I finally got Andrew Solomon’s new book Far From The Tree today and as expected, it is big! I am glad I got the hardcover and not the paperback because I know I probably would have wrecked the spine. I don’t know when I am going to start reading it. My reading concentration has been nil since finishing Team of Rivals. I have been trying to get into a Harry Potter book but even that seems overwhelming to me and I love reading Harry Potter. Chock it up to the depression being lousy. I still have at least three other book that I have not read but are on my list. One is a book about the American Revolution, a Civil War battles book, and another book on Lincoln. Can you tell I love history?? I also have others that I won’t mention because they will cover the whole spectrum of things. I always seem to buy books, a lot, in a short period of time and then when it comes time to reading them, I can’t decide which one to choose. And I have to say there are at least two books on my Kindle that are not read yet. I am an avid reader. I still have not finished re-reading Noonday Demon, though at this present time, I don’t know where it is. I know it is in one of my many bags.

I still have a clinical book, cognitive therapy for suicide behavior, that I have not finished.

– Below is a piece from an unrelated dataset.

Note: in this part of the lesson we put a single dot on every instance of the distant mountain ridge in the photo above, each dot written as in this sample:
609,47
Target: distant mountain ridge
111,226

I will have to read that over because I forgot where I left off. If I start reading a book and leave it off in the middle for a long time, in this case more than a year, I usually start from the beginning just to refresh the old noodle.

I am having a slow day today. I just woke up from a nap and was hoping the mail came so I can have my World Series Baseball cap but looks like just the bulk mail got delivered. Dammit! I have decided that in order for me to cut my hair short again, I have to lose at least five pounds in the next two weeks. Which is going to be difficult because I love Thanksgiving and my mother is making the turkey and desserts. So much delicious food. Will I have the will power to stop myself from overeating?? Probably not which is why I am starting the diet today so I can indulge a little bit next week. But for right now I have to stay away from my mother’s chocolate chip cookies. They are my true weakness.

A friend of mine asked me to be part of a research study and it had a follow up interview as part of the thing. I should have said no and went on my way but I like taking parts in interviews. This one is about suicide attempt survivor and some family related stuff, which I don’t think it going to be useful to her because my family knows of three possible attempts and not the many. It is going to be tough and I am not sure I can do this. But then I always think of the worse and it never ends up being that way.

I have set my goal for the rest of the month. If I can get to page 100 I will get myself Starbucks coffee for home use. This way I don’t have to worry about going out for coffee on those days that I need to stay home. I just have to make sure I have half/half. I am thinking about making coffee now so I will stop here to have my fix.